Il 23 luglio si è tenuta la fase pre-selettiva del concorsone per Dirigenti Scolastici organizzato dal Miur: una prima scrematura che selezionerà circa 9000 candidati di tutta Italia che accederanno alle fasi successive per conquistare uno dei 2500 posti di prestigio nella pubblica amministrazione.
Cento, i quesiti a risposta multipla estratti a sorte tra i 4mila pubblicati a fine giugno. E di questi cento, neppure uno di ambito pedagogico-educativo.
A sottolineare la totale assenza di competenze educative richieste ai futuri Dirigenti è, tra gli altri, il pedagogista Daniele Novara, che su Twitter sottolinea: “Incredibile ma vero: nemmeno una domanda di pedagogia o di problematiche educative alla prova pre-selettiva dei nuovi dirigenti scolastici. Come se a un medico non si facesse nemmeno una domanda di medicina”.

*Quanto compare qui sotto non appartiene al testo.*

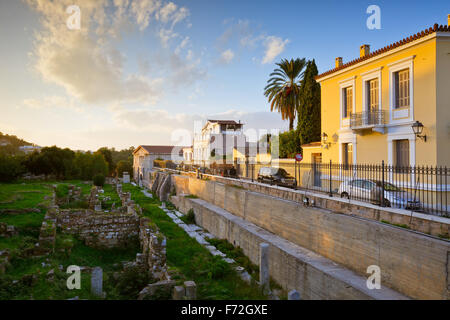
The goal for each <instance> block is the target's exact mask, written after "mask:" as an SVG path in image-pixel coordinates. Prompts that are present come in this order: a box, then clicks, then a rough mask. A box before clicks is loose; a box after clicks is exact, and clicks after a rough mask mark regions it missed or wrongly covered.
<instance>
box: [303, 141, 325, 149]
mask: <svg viewBox="0 0 450 320" xmlns="http://www.w3.org/2000/svg"><path fill="white" fill-rule="evenodd" d="M321 145H322V143H321V142H320V141H315V142H311V143H307V144H302V145H301V147H302V148H307V147H320V146H321Z"/></svg>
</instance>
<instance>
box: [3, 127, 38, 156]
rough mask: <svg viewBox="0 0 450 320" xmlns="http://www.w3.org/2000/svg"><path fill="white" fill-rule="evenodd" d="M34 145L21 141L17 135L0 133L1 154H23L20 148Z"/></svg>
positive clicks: (21, 140)
mask: <svg viewBox="0 0 450 320" xmlns="http://www.w3.org/2000/svg"><path fill="white" fill-rule="evenodd" d="M32 145H33V143H31V142H28V141H25V140H23V139H20V138H18V137H17V136H15V135H9V134H3V133H2V132H0V154H6V155H17V154H21V153H23V151H21V150H20V149H19V148H20V147H22V146H32Z"/></svg>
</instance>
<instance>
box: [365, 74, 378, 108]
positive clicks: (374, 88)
mask: <svg viewBox="0 0 450 320" xmlns="http://www.w3.org/2000/svg"><path fill="white" fill-rule="evenodd" d="M367 89H368V90H367V92H368V94H369V97H368V99H367V102H368V105H367V109H368V111H371V112H373V111H377V110H378V107H379V101H378V100H379V94H378V93H379V92H378V90H379V82H378V79H373V80H370V81H368V82H367Z"/></svg>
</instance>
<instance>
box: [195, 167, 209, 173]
mask: <svg viewBox="0 0 450 320" xmlns="http://www.w3.org/2000/svg"><path fill="white" fill-rule="evenodd" d="M198 172H200V173H204V174H211V173H212V172H211V170H210V169H209V168H207V167H199V168H198Z"/></svg>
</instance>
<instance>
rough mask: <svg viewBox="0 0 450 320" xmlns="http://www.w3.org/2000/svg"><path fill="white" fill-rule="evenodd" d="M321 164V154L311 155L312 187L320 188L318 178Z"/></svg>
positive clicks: (320, 153) (321, 185)
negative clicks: (316, 187)
mask: <svg viewBox="0 0 450 320" xmlns="http://www.w3.org/2000/svg"><path fill="white" fill-rule="evenodd" d="M321 163H322V154H321V153H313V154H312V166H313V167H312V176H313V177H312V178H313V185H314V187H319V188H320V187H321V186H322V180H321V177H320V165H321Z"/></svg>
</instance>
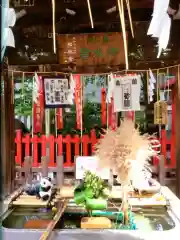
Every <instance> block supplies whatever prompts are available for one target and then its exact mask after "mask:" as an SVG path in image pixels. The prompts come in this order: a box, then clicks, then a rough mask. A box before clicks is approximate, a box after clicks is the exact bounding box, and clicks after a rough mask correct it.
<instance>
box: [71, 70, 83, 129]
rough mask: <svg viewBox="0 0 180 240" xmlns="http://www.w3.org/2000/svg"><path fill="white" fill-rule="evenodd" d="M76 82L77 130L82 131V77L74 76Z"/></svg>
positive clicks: (76, 107)
mask: <svg viewBox="0 0 180 240" xmlns="http://www.w3.org/2000/svg"><path fill="white" fill-rule="evenodd" d="M73 78H74V82H75V104H76V124H77V129H82V84H81V75H80V74H76V75H73Z"/></svg>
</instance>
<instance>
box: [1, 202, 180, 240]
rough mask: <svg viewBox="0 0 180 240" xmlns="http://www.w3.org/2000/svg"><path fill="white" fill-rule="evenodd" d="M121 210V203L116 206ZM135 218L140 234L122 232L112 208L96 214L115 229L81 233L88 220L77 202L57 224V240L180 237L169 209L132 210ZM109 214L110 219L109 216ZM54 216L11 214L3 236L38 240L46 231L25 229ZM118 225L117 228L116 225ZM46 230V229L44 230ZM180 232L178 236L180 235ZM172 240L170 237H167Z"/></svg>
mask: <svg viewBox="0 0 180 240" xmlns="http://www.w3.org/2000/svg"><path fill="white" fill-rule="evenodd" d="M118 204H119V206H120V203H117V202H116V203H113V205H116V206H118ZM132 210H133V212H134V216H135V222H136V225H137V228H138V229H137V230H119V229H118V224H117V221H116V219H117V218H116V215H115V213H116V212H117V208H116V207H112V206H109V207H108V209H107V210H106V211H107V212H98V211H97V212H95V215H96V216H102V215H103V214H104V215H106V217H108V218H109V219H111V221H112V222H113V223H114V224H112V225H113V228H112V229H110V230H109V229H107V230H106V229H104V230H86V229H80V221H81V218H82V217H84V216H87V213H86V211H85V209H84V208H83V207H79V206H76V205H75V204H74V203H73V202H72V203H70V204H69V205H68V206H67V208H66V210H65V212H64V214H63V216H62V217H61V220H60V221H59V222H58V223H57V224H56V227H55V230H54V231H53V233H52V239H54V240H58V239H61V240H76V239H77V240H78V239H82V240H84V238H86V239H88V240H91V239H97V238H99V237H100V238H101V239H103V240H109V238H111V239H114V240H116V239H117V240H119V239H122V240H135V239H150V236H151V239H152V237H153V238H154V237H158V238H159V237H163V240H164V239H168V240H169V239H170V237H171V236H172V235H174V234H176V238H174V239H179V237H178V232H179V233H180V227H179V226H180V225H179V222H178V220H177V218H176V217H175V216H174V214H173V213H172V212H171V211H168V210H167V209H166V208H165V207H151V208H149V207H146V208H142V207H141V208H140V207H138V208H136V209H132ZM107 213H108V216H107ZM53 216H54V213H53V212H52V210H51V209H42V208H22V207H18V208H15V209H11V210H8V211H7V212H6V213H5V214H4V215H3V218H2V232H3V239H5V240H11V239H13V240H24V239H26V240H32V239H33V240H36V239H37V240H38V239H39V238H40V236H41V234H42V233H43V231H44V230H43V229H24V226H25V224H26V223H27V222H28V221H29V220H38V219H39V220H51V219H52V218H53ZM115 223H116V225H115ZM41 228H42V227H41ZM177 231H178V232H177ZM167 236H168V237H167Z"/></svg>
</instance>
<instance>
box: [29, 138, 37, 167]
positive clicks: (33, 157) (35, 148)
mask: <svg viewBox="0 0 180 240" xmlns="http://www.w3.org/2000/svg"><path fill="white" fill-rule="evenodd" d="M31 141H32V144H33V163H32V166H33V167H38V136H37V135H34V136H33V138H31Z"/></svg>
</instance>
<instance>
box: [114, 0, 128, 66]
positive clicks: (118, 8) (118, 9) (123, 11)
mask: <svg viewBox="0 0 180 240" xmlns="http://www.w3.org/2000/svg"><path fill="white" fill-rule="evenodd" d="M120 1H121V2H120ZM117 3H118V10H119V18H120V23H121V28H122V33H123V43H124V54H125V63H126V70H128V69H129V62H128V50H127V39H126V25H125V19H124V5H123V0H117Z"/></svg>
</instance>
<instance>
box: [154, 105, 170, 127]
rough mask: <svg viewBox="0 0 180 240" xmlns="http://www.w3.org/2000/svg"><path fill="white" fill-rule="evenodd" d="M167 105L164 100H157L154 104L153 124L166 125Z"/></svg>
mask: <svg viewBox="0 0 180 240" xmlns="http://www.w3.org/2000/svg"><path fill="white" fill-rule="evenodd" d="M167 123H168V105H167V102H166V101H158V102H156V103H155V104H154V124H158V125H167Z"/></svg>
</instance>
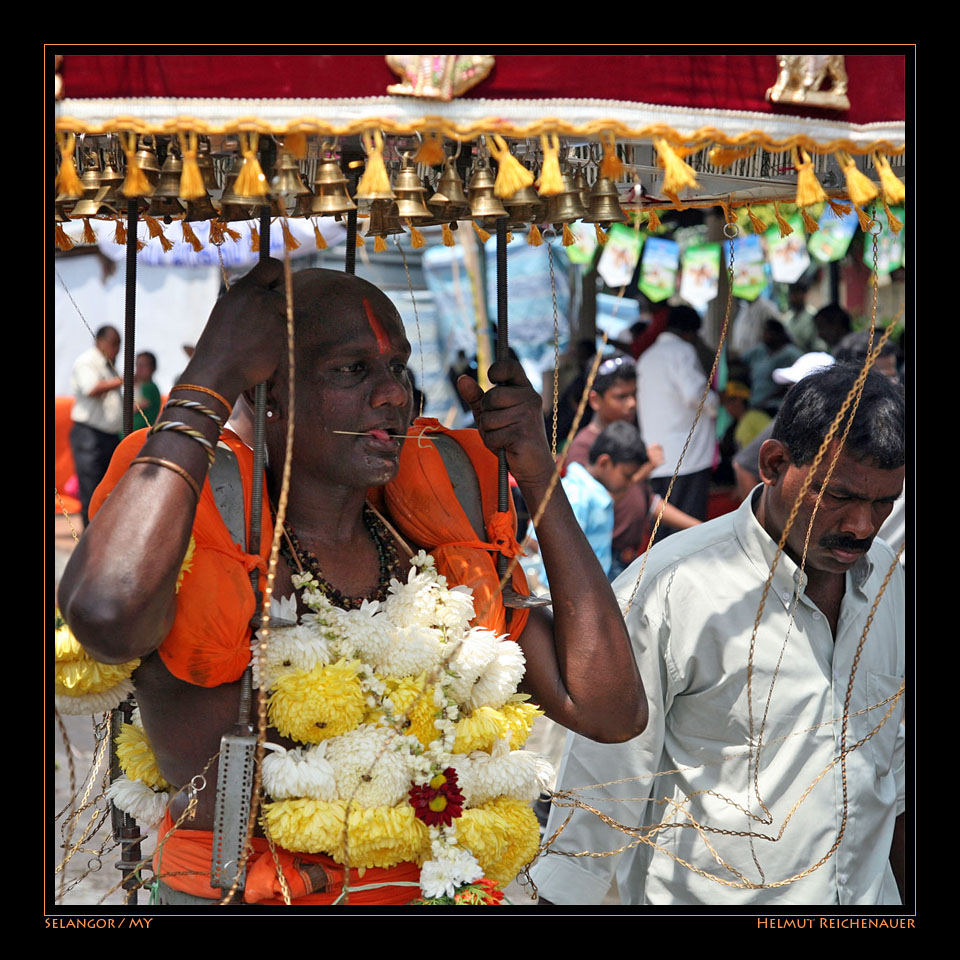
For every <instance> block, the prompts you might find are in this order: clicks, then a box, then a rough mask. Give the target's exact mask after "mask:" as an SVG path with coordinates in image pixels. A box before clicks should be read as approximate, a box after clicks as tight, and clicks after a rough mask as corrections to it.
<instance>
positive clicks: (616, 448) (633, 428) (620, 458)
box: [587, 420, 647, 466]
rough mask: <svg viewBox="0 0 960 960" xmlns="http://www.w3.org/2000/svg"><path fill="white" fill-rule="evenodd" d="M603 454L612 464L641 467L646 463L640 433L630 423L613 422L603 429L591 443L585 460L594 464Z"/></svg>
mask: <svg viewBox="0 0 960 960" xmlns="http://www.w3.org/2000/svg"><path fill="white" fill-rule="evenodd" d="M604 454H607V455H608V456H609V457H610V459H611V460H612V461H613V462H614V463H635V464H637V465H638V466H642V465H643V464H644V463H646V462H647V448H646V445H645V444H644V442H643V441H642V440H641V439H640V431H639V430H638V429H637V428H636V427H635V426H634V425H633V424H632V423H626V422H624V421H623V420H615V421H614V422H613V423H611V424H608V425H607V426H606V427H605V428H604V430H603V432H602V433H601V434H600V436H599V437H597V439H596V440H594V441H593V446H592V447H591V448H590V453H589V454H587V459H588V460H589V461H590V463H596V462H597V461H598V460H599V459H600V458H601V457H602V456H603V455H604Z"/></svg>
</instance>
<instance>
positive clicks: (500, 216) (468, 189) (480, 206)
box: [467, 158, 507, 229]
mask: <svg viewBox="0 0 960 960" xmlns="http://www.w3.org/2000/svg"><path fill="white" fill-rule="evenodd" d="M494 182H495V181H494V176H493V171H491V170H490V168H489V167H488V166H487V162H486V160H484V159H483V158H481V159H480V160H479V161H478V162H477V169H476V170H475V171H474V174H473V176H472V177H471V178H470V186H469V188H468V189H467V197H468V198H469V201H470V219H471V220H473V221H474V222H475V223H478V224H479V225H480V226H481V227H484V228H486V227H490V228H491V229H492V228H493V227H494V226H496V221H497V220H499V219H500V218H501V217H506V216H507V211H506V210H505V209H504V206H503V204H502V203H501V202H500V198H499V197H498V196H497V195H496V194H495V193H494V192H493V187H494Z"/></svg>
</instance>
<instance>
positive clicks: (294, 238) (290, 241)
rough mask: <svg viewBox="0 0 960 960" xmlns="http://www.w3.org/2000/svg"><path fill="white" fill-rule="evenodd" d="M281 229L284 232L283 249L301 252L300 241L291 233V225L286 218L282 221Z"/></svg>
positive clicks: (281, 222) (283, 235) (284, 249)
mask: <svg viewBox="0 0 960 960" xmlns="http://www.w3.org/2000/svg"><path fill="white" fill-rule="evenodd" d="M280 229H281V230H282V231H283V249H284V250H299V249H300V241H299V240H298V239H297V238H296V237H295V236H294V235H293V234H292V233H291V232H290V224H289V223H287V220H286V218H284V219H283V220H281V221H280Z"/></svg>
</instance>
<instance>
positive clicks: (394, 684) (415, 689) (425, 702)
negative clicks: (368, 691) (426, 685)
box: [386, 673, 439, 747]
mask: <svg viewBox="0 0 960 960" xmlns="http://www.w3.org/2000/svg"><path fill="white" fill-rule="evenodd" d="M386 683H387V693H388V696H389V697H390V700H391V701H392V702H393V709H394V713H395V714H396V715H397V716H405V717H406V718H407V720H408V721H409V726H408V727H407V728H406V729H405V730H404V733H409V734H411V735H413V736H415V737H416V738H417V739H418V740H419V741H420V742H421V743H422V744H423V745H424V746H425V747H427V746H429V745H430V744H431V743H432V742H433V741H434V740H436V739H437V737H438V736H439V732H438V730H437V728H436V726H434V720H435V719H436V717H437V706H436V704H435V703H434V701H433V694H434V689H433V686H432V685H431V686H426V688H425V684H426V674H424V673H421V674H420V676H418V677H404V678H403V679H399V680H398V679H397V678H395V677H388V678H387V680H386Z"/></svg>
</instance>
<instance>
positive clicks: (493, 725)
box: [453, 707, 507, 753]
mask: <svg viewBox="0 0 960 960" xmlns="http://www.w3.org/2000/svg"><path fill="white" fill-rule="evenodd" d="M506 729H507V727H506V720H505V718H504V715H503V714H502V713H501V712H500V711H499V710H494V709H493V707H478V708H477V709H476V710H474V711H473V713H471V714H470V716H468V717H461V718H460V720H459V721H458V722H457V731H456V739H455V740H454V743H453V752H454V753H471V752H473V751H474V750H484V751H487V752H489V750H490V748H491V747H492V746H493V744H494V742H495V741H497V740H499V739H500V738H501V737H503V736H505V734H504V732H503V731H504V730H506Z"/></svg>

Incredibile davvero, soprattutto se si pensa che, grazie alla legge sull’autonomia scolastica, sono diventati responsabilità diretta dei diversi istituti: la creazione di un piano dell’offerta formativa, la strutturazione dell’orario, l’attivazione di piani scolastici individualizzati per bambini con bisogni specifici, la progettazione formativa, la ricerca valutativa, la formazione e l’aggiornamento culturale e professionale del personale scolastico, l’innovazione metodologica e disciplinare e la ricerca didattica.
Tutti ambiti impossibili da comprendere e da sostenere senza una base adeguata di competenze specifiche, che non devono essere soltanto relative alle tecniche della didattica, ma anche alla capacità di comprensione, di ascolto e di attenzione nei confronti dei singoli bambini, dei gruppi classe, dei genitori, degli insegnanti .
Certo, per partecipare al concorso è necessario avere svolto almeno cinque anni di insegnamento. Si presuppone quindi che i futuri Dirigenti sappiano orientarsi all’interno degli ambiti della formazione e della pedagogia.
Ma questa resta, appunto, una supposizione, dal momento che il Miur non ha voluto ottenere conferma di queste competenze, per lo meno in questa fase pre selettiva.
Altre sono le domande che il Ministero dell’Istruzione ha ritenuto invece fondamentali per valutare le competenze di un futuro Dirigente Scolastico.
Tra queste, riportate sul sito Tuttoscuola.com, alcune sembrano particolarmente rivelatorie del concetto di autonomia scolastica in Italia.
Spulciando le domande del test, si può dedurre che il Dirigente scolastico, per lo Stato Italiano, svolga un ruolo amministrativo comparabile e quasi sovrapponibile a quello di chi dirige un Municipio, un Ministero, un Tribunale.
Ma la scuola si relaziona quotidianamente con un’utenza specifica che non ha bisogno solo di un coordinatore, ma anche di una guida, che sappia immaginare e facilitare la costruzione del miglior contesto possibile per agevolarne la crescita, la formazione, la relazione educativa e l’apprendimento.
Una scuola che concentra le responsabilità e il potere decisionale sul Dirigente, infatti, non può e non deve sottovalutare l’importanza di selezionare persone che siano capaci non solo di gestire la complicatissima macchina scolastica, ma anche di comprendere i bisogni profondi di bambini, genitori e insegnanti.
Lo scollamento tra la scuola e la popolazione italiana avviene anche, se non soprattutto, qui.
Se i dirigenti (e, di conseguenza, sempre di più, anche gli insegnanti) parlano un’altra lingua, i genitori e gli studenti non capiscono. E si allontanano.
Il concorso per i futuri Dirigenti Scolastici mette quindi in luce una questione sottovalutata da anni: la scuola non è un ente come gli altri.
La scuola è un contesto specifico, con bisogni specifici, con attenzioni necessarie.
Non è un’azienda, non è un tribunale, non è un ministero.
Per dirigerla servono, anche, le competenze necessarie a capirla, nella sua profonda complessità.
Il Miur non può lasciare che sia il caso a decidere se un futuro dirigente abbia o meno le capacità per comprendere i bisogni del contesto che dipenderà dalle sue decisioni.